マルファスは悲鳴を上げることすらできず、その場に膝をつき、失禁したまま気絶した。
「……コンプライアンス違反、および業務妨害。……強制終了ね」
私は気絶した大男を一瞥し、広場に集まっていた住民たちに向き直った。
「皆さん。お待たせしました。……ギルドが独占していた魔石は、アラン殿下の権限で即座に市場に適正価格で放出させます。
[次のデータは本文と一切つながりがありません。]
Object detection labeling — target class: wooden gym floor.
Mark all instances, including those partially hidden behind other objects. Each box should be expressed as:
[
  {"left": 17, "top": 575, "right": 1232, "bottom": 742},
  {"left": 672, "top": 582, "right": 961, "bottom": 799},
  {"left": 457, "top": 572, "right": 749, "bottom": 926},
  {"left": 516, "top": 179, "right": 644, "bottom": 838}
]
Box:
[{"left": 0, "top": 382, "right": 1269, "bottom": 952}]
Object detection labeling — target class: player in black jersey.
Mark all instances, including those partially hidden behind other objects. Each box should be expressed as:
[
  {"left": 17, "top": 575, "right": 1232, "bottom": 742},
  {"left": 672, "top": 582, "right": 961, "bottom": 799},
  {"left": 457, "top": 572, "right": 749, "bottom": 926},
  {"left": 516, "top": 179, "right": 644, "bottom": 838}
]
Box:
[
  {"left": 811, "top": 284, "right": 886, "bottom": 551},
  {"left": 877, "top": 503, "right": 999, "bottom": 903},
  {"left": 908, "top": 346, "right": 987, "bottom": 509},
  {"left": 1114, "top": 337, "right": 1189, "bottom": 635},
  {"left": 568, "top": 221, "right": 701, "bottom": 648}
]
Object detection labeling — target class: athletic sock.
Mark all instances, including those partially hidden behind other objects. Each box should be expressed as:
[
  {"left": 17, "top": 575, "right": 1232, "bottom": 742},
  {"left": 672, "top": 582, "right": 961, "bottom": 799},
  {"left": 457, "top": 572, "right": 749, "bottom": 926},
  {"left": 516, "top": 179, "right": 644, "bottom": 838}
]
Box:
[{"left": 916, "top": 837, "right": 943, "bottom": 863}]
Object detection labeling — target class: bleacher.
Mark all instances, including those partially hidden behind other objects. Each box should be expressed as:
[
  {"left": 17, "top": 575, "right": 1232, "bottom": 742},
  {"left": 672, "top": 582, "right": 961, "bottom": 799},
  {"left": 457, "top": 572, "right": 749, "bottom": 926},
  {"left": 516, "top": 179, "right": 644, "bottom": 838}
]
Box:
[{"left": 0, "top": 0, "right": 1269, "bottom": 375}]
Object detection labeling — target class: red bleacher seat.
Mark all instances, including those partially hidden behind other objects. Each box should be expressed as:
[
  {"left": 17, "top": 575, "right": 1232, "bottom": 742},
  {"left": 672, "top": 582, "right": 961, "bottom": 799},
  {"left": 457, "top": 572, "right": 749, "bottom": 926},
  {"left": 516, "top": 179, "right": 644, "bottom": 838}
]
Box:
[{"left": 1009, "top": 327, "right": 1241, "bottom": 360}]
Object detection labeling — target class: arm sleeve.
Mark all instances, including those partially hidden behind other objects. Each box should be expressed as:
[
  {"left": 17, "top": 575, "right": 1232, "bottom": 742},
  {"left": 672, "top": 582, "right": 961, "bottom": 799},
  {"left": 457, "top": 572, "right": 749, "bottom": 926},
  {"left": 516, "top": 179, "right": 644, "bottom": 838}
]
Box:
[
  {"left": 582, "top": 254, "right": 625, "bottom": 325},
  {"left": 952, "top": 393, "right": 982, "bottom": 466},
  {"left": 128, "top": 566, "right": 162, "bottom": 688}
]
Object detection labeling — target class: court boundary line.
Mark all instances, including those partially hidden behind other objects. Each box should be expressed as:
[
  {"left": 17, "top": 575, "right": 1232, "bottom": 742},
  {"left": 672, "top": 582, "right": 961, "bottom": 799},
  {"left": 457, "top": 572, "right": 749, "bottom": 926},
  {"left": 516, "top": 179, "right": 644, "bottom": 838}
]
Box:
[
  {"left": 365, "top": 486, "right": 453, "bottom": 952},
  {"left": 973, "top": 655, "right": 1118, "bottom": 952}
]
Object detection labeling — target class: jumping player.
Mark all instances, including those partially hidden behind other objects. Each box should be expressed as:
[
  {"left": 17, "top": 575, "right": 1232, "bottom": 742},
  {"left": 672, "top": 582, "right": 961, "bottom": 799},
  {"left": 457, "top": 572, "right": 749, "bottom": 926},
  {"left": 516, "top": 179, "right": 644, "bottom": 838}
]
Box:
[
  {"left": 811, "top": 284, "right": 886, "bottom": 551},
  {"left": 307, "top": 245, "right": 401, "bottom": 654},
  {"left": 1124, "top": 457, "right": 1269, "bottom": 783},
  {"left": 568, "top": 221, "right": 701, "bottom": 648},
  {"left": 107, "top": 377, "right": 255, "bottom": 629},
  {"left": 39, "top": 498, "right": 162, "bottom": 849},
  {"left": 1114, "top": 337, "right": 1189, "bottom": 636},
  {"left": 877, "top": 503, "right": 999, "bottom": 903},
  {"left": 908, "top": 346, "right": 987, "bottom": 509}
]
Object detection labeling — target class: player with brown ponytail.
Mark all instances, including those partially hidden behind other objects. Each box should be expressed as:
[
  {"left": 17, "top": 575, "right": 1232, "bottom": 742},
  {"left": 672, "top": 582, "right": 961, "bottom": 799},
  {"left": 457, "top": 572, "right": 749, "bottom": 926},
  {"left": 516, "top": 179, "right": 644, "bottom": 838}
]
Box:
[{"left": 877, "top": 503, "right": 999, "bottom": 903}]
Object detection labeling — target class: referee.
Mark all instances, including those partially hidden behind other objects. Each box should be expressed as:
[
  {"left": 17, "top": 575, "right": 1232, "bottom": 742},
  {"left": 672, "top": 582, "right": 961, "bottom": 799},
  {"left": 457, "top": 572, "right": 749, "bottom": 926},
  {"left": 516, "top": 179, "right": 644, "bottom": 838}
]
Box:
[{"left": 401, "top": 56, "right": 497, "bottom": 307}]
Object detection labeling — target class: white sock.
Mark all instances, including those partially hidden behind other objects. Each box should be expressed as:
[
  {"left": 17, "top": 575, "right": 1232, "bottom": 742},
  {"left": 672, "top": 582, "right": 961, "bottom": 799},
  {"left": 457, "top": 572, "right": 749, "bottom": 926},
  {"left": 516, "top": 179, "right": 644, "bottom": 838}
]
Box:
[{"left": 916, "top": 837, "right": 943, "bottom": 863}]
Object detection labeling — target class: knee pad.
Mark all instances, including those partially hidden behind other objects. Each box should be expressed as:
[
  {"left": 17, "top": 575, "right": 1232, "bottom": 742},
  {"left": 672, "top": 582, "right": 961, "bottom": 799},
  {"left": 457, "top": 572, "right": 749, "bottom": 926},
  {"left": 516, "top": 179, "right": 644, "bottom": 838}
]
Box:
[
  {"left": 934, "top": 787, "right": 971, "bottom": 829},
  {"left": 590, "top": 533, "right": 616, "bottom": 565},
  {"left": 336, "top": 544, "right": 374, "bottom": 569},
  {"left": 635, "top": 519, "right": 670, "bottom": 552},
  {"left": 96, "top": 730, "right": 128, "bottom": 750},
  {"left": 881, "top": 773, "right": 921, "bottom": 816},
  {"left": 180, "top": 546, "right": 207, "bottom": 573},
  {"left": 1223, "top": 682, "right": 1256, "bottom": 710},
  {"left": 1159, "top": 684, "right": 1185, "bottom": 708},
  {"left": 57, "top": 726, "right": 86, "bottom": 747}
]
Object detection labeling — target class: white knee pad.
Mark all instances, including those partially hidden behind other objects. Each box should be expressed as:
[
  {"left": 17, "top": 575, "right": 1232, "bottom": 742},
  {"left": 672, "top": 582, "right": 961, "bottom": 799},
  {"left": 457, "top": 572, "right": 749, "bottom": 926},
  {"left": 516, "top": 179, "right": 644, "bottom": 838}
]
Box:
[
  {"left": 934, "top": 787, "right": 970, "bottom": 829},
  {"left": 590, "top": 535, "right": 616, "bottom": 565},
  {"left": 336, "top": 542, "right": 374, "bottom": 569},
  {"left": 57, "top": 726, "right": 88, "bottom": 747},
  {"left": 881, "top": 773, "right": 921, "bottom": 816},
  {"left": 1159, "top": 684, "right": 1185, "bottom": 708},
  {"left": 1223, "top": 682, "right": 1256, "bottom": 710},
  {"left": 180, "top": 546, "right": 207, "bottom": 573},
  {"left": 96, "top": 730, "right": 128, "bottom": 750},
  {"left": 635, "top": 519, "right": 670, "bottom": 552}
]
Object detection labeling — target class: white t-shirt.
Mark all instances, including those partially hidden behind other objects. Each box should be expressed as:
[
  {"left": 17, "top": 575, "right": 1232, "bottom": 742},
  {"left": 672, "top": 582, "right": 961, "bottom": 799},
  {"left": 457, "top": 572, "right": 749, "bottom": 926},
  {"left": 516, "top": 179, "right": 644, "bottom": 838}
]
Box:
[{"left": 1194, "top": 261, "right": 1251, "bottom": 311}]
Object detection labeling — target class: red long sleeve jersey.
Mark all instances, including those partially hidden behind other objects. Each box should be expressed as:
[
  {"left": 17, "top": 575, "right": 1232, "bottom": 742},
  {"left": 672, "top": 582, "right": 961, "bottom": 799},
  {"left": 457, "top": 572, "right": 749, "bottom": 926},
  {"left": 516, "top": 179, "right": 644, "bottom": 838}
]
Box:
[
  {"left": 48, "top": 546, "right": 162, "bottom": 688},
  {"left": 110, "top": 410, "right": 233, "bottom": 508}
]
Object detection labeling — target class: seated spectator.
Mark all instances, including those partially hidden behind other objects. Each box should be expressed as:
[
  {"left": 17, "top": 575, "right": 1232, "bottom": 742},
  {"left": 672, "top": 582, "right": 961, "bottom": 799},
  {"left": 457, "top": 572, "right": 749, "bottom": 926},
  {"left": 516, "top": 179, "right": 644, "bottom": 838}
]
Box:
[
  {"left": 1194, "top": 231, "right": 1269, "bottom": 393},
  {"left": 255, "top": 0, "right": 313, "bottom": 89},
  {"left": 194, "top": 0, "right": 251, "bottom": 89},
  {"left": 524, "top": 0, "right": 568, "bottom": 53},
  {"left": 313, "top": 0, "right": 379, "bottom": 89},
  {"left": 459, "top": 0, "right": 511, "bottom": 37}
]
……そして、この『ルベリット式ヒーター』ですが――」
私は、宿の主人――北風の止まり木亭の主人を、屋台の上に呼び寄せた。
「今日から、この『止まり木亭』を、ルベリット領・第一代理店・テッポ支店として認定します。石板のレンタルと保守は、彼に任せるわ。……利益の三割は宿の取り分。……どうかしら、店主さん? 『フランチャイズ』の契約、結んでくれる?」
「え、えええっ!? わ、私なんかが、そんな夢のような……!!」
店主が感涙に咽びながら、私の前に跪いた。
「ルベリットの聖女様……!! 女神様の申し子だ……!!」
住民たちが一斉に歓声を上げ、広場は熱狂に包まれた。
……また聖女。まあ、ブランディング戦略としてはこれ以上ない成功ね。
「(……よし。テッポのエネルギー利権は確保。アランの『王族権限』の有効性も確認済み。……そして何より、最高の『導入事例(実績)』が作れたわね)」
私の脳内にある中長期ロードマップが、王都に向けて大きく進捗したのがわかった。
★
その日の昼。
宿場町を挙げた「聖女リリア」の盛大な見送りを受け、私たちは再び馬車に乗り込んだ。
車内に戻るなり、ミーナはクッションに顔を埋めて泥のように眠り始めた。
アラン王子は、死んだ魚のような目で窓の外を見つめながら、ボソリと呟いた。
「……ねえ、リリア嬢。……君は、一晩の残業で一つの街の利権を塗り替えたんだね。……王都の魔導師ギルド本部がこれを知ったら、間違いなく『戦争』になるよ……?」
「戦争? いいえ、アラン王子。――それは『市場競争』と呼ぶのよ。……さあ、次のタスクを片付けましょう。王都に到着するまでに、展示会での『プレスリリース』の下書きを終わらせてちょうだい」
「…………。……。……まだ、働くのかい…………?」
「何言ってるの。三時間寝たから、今の私は無敵よ! さあ、仕事よ!!」
「とりあえず寝させてくれ……」
「まぁいいわ……その代わり起きたらよろしくね?」
「わ、わかった……」
「…………きさま…………本当に地獄に落ちるぞ…………(ムニャムニャ)」
クロが私の膝の上で、寝言を言いながら尻尾を振った。
馬車は、雪を溶かすような熱気を纏いながら、王国の中枢――王都へと加速していく。
不眠不休の聖女、リリア・ルベリット。
彼女が次に「デバッグ」するのは、この王国の歪んだ常識そのものだった。